Some patients with chronic alcoholic liver disease and ascites have an impaired natriuretic response to furosemide. To elucidate the mechanism of this diuretic resistance, we measured para-aminohippurate and inulin clearances and urinary excretion of electrolytes, prostaglandin E2, and furosemide after intravenous administration of 80 mg of furosemide in 26 patients. The natriuretic response was variable (3.3-172 mEq/h) and was unrelated to basal sodium excretion, renal clearances, or urinary prostaglandin E2. Natriuresis correlated negatively with plasma aldosterone (r = -0.54, p less than 0.01), and strongly with urinary furosemide (range 5.5-76 mg/h, r = 0.71, p less than 0.001). As urinary furosemide excretion reflects the amount of furosemide reaching the active site on the luminal side of the tubule, the data demonstrate markedly reduced amounts of furosemide at its primary site of action in patients with diuretic resistance. Plasma furosemide was higher in patients with reduced furosemide excretion and impaired natriuresis, suggesting that the defect was an impairment of furosemide transport into the tubule. Thus, a major factor in diuretic resistance is altered furosemide pharmacokinetics.
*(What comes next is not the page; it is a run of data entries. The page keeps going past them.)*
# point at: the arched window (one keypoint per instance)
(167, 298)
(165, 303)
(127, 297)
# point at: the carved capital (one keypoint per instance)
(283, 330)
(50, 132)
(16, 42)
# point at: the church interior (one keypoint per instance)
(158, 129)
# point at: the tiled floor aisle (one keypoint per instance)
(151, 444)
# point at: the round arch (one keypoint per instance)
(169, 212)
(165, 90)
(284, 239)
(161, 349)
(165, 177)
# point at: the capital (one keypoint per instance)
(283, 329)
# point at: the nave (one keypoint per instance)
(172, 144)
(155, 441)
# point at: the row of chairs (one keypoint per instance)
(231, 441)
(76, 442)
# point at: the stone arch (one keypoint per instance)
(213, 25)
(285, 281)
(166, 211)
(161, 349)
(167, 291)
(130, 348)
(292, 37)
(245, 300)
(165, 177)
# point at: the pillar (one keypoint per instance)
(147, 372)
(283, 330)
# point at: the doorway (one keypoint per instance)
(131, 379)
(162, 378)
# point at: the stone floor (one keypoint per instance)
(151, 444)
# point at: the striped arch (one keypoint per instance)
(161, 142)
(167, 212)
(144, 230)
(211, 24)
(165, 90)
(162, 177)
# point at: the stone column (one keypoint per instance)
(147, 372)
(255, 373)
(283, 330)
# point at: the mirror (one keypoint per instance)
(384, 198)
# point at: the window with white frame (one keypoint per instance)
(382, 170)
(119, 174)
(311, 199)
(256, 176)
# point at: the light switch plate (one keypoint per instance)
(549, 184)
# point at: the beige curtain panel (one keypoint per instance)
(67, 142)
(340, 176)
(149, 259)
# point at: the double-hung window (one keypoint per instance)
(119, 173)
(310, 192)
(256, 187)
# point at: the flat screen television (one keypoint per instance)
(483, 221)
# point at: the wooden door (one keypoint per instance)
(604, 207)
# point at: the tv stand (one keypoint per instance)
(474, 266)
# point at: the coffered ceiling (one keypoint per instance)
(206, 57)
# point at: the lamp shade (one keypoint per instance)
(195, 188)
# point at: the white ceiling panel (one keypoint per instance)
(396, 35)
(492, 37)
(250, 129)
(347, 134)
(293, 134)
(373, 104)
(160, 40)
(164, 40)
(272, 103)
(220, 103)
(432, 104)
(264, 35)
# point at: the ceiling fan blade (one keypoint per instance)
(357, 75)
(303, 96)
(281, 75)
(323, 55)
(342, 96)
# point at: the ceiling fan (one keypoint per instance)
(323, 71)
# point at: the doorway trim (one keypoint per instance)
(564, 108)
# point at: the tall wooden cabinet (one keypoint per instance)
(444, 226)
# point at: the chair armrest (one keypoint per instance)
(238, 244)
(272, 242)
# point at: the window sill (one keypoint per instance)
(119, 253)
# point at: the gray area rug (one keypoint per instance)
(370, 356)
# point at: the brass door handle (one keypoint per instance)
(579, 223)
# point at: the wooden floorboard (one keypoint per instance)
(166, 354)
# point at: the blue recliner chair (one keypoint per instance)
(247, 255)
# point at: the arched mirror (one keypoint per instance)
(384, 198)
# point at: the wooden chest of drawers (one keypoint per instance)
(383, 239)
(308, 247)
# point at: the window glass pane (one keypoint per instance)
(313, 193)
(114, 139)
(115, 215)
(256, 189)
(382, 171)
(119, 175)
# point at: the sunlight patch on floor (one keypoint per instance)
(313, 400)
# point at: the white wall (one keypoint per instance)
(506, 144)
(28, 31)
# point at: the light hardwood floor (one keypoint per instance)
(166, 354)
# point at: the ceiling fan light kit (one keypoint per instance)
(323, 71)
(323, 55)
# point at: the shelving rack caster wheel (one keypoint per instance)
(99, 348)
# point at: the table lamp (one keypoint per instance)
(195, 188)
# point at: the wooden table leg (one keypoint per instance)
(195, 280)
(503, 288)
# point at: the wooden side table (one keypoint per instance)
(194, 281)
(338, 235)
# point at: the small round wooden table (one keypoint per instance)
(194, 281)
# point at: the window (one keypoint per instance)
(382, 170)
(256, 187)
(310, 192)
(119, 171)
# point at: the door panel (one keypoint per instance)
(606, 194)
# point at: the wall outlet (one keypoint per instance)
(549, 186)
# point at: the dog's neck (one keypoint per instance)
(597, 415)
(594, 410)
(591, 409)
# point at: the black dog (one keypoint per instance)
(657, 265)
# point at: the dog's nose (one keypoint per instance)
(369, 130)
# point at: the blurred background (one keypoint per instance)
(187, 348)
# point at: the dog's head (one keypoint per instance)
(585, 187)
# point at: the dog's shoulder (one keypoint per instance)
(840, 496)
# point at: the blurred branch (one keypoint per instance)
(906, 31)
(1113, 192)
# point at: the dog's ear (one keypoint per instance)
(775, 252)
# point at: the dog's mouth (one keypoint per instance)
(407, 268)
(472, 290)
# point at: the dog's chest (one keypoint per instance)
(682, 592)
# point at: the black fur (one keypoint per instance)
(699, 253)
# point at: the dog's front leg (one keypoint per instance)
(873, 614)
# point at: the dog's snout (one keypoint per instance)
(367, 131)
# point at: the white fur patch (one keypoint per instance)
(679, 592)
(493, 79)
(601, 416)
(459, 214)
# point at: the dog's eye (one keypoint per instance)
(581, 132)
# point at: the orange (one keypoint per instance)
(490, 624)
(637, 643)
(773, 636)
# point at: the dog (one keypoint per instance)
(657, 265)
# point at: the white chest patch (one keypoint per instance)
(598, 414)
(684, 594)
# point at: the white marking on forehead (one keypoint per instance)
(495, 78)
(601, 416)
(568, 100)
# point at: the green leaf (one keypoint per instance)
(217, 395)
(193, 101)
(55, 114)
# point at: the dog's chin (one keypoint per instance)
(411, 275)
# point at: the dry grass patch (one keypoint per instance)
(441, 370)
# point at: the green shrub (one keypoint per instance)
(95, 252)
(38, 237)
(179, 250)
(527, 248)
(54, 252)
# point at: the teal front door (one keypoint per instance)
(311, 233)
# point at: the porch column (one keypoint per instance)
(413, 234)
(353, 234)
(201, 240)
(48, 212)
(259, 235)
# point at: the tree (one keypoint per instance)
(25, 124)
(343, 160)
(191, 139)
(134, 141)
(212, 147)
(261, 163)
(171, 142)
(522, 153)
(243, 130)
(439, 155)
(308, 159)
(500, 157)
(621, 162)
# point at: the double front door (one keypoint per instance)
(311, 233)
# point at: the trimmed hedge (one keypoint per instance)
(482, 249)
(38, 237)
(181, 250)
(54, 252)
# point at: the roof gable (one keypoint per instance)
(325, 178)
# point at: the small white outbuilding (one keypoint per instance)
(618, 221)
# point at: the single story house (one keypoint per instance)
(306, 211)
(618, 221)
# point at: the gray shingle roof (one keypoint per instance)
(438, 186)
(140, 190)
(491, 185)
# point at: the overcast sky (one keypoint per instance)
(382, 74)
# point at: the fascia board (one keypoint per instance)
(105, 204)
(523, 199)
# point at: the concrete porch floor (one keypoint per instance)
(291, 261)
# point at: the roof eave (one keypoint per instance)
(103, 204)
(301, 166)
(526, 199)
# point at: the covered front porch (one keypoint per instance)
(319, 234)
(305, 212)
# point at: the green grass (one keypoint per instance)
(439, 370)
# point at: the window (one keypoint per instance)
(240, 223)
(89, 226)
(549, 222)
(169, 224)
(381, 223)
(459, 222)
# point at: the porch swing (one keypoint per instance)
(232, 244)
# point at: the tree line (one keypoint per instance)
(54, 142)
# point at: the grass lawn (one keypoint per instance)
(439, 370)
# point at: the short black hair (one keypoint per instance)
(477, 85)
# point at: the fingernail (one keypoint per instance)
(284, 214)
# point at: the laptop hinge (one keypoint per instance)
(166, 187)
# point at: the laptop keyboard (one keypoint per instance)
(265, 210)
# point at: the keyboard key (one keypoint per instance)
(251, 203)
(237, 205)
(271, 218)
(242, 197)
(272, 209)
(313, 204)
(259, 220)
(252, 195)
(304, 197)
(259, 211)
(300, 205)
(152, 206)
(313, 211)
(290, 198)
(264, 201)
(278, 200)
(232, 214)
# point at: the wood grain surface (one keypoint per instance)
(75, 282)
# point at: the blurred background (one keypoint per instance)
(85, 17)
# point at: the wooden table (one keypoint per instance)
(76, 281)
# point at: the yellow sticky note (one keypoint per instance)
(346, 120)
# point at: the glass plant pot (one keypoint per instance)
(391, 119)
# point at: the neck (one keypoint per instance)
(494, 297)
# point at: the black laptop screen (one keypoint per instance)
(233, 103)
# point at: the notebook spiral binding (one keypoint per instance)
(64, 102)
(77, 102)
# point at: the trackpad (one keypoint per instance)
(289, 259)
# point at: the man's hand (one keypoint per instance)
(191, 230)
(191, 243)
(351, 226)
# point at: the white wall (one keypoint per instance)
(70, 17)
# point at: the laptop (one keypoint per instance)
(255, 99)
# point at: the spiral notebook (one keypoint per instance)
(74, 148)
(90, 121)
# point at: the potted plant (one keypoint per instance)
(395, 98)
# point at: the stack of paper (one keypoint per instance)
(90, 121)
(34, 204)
一些患有慢性酒精性肝病和腹水的患者对呋塞米的利钠反应受损。为了阐明这种利尿抵抗的机制,我们在26例患者静脉注射80 mg呋塞米后,测量了对氨基马尿酸和菊粉清除率以及电解质、前列腺素E2和呋塞米的尿排泄量。利钠反应各不相同(3.3 - 172 mEq/h),且与基础钠排泄、肾脏清除率或尿前列腺素E2无关。利钠作用与血浆醛固酮呈负相关(r = -0.54,p < 0.01),与尿呋塞米呈强正相关(范围5.5 - 76 mg/h,r = 0.71,p < 0.001)。由于尿呋塞米排泄反映了到达肾小管管腔侧活性部位的呋塞米量,这些数据表明,利尿抵抗患者在其主要作用部位的呋塞米量明显减少。呋塞米排泄减少和利钠作用受损的患者血浆呋塞米水平较高,这表明缺陷在于呋塞米向肾小管内的转运受损。因此,利尿抵抗的一个主要因素是呋塞米药代动力学的改变。